Valentine had her first open-heart surgery when she was under 2 years old. She was able to experience a relatively normal childhood as a result — swimming, riding horses, attending college and graduate school as an education professional, and becoming a mom, UChicago Medicine noted.
But the congenital heart condition was not the only condition with which Valentine was born. She also had a rare genetic condition that caused her organs' positions to be reversed—her heart and her liver are
"I'm a mirror image of you. So if we were to hug, our hearts would essentially be touching," said Valentine. "So my heart's on [my right] side, and then my liver's on [my left] side."

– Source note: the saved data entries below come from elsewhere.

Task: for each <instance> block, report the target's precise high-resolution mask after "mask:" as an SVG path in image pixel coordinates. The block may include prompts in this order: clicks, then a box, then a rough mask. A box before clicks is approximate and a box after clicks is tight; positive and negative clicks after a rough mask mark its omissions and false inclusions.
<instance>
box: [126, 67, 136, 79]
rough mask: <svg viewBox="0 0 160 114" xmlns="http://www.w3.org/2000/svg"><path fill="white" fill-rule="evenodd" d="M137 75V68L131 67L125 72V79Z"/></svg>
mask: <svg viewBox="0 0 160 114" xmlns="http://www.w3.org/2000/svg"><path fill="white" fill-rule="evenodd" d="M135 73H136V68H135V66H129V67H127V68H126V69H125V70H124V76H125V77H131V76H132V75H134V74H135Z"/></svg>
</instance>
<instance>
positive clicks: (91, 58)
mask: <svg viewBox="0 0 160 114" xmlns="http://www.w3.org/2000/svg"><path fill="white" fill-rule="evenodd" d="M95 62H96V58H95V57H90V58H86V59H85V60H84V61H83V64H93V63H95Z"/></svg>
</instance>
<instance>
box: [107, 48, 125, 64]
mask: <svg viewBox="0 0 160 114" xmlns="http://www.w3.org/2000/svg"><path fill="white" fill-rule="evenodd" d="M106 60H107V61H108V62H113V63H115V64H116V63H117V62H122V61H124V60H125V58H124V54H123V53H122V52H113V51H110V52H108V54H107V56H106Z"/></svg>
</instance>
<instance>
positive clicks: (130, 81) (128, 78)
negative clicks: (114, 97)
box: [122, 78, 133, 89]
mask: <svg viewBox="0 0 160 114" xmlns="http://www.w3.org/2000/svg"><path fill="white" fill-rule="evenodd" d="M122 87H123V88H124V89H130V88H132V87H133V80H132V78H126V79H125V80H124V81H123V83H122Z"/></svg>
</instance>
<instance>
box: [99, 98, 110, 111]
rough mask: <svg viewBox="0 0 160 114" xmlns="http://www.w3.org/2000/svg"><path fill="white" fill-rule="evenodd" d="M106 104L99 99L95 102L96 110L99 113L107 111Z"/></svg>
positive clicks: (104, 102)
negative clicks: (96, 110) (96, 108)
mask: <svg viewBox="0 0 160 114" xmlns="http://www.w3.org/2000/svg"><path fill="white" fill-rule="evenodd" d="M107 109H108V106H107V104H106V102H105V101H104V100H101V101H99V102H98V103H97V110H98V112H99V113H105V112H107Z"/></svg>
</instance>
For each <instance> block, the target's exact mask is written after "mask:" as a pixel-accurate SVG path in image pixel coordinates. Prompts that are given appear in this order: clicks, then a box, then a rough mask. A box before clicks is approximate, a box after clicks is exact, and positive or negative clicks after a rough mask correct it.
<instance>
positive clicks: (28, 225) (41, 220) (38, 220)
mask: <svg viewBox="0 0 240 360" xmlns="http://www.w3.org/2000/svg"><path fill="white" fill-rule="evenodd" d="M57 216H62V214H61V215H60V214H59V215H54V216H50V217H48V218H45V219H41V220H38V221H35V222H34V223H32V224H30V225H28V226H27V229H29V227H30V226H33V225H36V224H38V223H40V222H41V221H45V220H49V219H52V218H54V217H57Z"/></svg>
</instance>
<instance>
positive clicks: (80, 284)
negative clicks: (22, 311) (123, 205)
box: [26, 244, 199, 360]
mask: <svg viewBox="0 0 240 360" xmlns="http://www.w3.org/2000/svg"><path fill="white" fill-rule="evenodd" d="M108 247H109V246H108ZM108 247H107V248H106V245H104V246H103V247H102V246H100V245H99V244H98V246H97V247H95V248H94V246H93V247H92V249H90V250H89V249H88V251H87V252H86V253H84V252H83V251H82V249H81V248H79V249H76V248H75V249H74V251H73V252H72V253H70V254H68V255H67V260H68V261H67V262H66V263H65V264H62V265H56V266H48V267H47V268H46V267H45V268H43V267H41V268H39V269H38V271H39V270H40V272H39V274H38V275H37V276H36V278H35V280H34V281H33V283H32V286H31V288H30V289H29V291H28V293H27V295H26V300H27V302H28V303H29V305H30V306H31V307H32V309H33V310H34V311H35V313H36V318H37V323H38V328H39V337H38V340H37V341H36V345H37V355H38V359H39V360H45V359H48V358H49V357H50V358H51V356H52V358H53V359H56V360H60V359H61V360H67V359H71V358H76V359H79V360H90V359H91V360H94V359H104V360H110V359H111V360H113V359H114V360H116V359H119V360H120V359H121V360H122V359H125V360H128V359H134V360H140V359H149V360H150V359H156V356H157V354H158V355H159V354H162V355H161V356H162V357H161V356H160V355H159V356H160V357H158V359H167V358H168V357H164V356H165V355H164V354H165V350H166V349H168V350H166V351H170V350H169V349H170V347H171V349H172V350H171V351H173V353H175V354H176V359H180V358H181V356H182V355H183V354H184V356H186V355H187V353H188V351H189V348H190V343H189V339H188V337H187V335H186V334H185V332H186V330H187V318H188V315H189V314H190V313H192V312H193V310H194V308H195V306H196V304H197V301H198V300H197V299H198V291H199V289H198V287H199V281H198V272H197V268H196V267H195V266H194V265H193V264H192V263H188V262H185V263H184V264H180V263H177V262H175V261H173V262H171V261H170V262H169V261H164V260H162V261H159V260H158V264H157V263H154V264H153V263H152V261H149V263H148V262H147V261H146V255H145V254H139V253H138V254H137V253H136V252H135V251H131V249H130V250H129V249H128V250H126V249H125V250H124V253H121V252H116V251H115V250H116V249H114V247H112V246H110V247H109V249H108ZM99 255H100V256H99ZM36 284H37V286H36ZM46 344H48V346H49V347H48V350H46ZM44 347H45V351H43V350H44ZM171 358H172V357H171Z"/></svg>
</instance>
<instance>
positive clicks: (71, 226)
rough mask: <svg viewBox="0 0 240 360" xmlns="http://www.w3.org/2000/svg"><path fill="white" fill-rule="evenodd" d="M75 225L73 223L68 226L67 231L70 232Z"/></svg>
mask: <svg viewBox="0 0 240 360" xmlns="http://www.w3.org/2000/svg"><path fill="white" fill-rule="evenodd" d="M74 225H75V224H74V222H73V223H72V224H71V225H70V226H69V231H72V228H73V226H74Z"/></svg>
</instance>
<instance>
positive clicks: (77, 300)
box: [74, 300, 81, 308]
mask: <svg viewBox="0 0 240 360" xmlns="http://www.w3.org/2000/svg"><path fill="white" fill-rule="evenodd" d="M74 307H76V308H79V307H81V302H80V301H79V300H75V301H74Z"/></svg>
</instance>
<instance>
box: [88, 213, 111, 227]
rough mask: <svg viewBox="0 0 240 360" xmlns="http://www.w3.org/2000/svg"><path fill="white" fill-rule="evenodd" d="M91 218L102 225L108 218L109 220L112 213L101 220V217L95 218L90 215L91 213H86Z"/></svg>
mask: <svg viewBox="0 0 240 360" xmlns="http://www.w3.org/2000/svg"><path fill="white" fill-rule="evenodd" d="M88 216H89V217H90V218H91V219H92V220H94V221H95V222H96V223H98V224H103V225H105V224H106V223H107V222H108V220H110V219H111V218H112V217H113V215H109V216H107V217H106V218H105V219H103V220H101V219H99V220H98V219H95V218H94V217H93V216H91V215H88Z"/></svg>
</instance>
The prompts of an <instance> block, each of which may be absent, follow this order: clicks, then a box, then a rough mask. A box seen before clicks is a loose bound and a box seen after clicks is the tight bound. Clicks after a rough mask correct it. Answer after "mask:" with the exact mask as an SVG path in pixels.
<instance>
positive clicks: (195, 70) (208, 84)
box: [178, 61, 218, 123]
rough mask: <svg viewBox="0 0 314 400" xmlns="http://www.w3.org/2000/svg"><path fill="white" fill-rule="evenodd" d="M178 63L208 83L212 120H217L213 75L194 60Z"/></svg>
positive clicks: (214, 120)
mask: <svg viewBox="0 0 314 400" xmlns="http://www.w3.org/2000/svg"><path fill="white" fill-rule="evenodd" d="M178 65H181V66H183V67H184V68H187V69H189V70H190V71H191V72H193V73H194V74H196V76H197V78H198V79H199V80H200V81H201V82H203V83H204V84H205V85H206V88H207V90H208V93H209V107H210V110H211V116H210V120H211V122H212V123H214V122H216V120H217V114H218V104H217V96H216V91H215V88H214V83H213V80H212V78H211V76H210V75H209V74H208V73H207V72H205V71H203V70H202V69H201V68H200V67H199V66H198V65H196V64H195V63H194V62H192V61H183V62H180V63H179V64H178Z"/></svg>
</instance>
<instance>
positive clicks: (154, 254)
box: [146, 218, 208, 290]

In July 2023, Valentine noticed some troubling new symptoms. First, doctors found she had been suffering from silent atrial fibrillation — an irregular heartbeat with no symptoms that had caused blood clots in multiple organs, UChicago Medicine said. Medications and procedures eliminated any immediate danger, but the problems with her heart had also caused her liver to fail.
"The biopsy came back cirrhosis, and my heart was failing. It was bad news," Valentine said. "So by December '23, I knew I needed new organs."
While awaiting the new organs, Valentine walked four miles every day through the halls of the hospital for "prehabilitation." And then in June of last year, she got the new organs transplanted.
"She was born with a heart that only one ventricle as opposed to two, and was pointed in the wrong direction in the wrong place," said Dr. Valluvan Jeevanandam, director of the Heart and Vascular Center at UChicago Medicine. "Other than that, it was perfectly fine."
Dr. Jeevanandam did Valentine's heart transplant.
Jeevanandam — along with Dr. Michael Earing, chief of the Section of Pediatric Cardiology at UChicago Medicine, pediatric cardiologist Dr. Stephen Pophal, and director of liver, kidney, and pancreas transplantation Dr. Rolf Barth — used a 3D model to design new connections for Valentine's organs and figure out where to put her new heart and liver.
"So we basically made it so we could fit a heart… by moving all these vessels from the left side to the right side," he said.
The surgery took about 20 hours. It was complicated, but went as planned.
Now a year later, Valentine's outlook has changed.
"Once you pass out a year, and if you've not had any major complications — your kidneys are working, everything else is working — then at that point, we're now looking for decades of life, not just years of life," said Jeevanandam. "She is really, really special. I mean, she has willed herself for so long, despite how sick she was. She willed her through the surgery, and now she's willing herself to a fantastic life."
At a holiday party less than six months after the surgery, Jeevanandam urged Valentine to join the annual Hustle Chicago, in which participants climb 1,632 stairs up the former John Hancock Center to raise funds for lung disease.
Valentine made the climb two months later with her fiancé, with Celine Dion in her earbuds to inspire her.
Meanwhile, Valentine is also now passionate about organ donation, and wants to encourage more people to participate.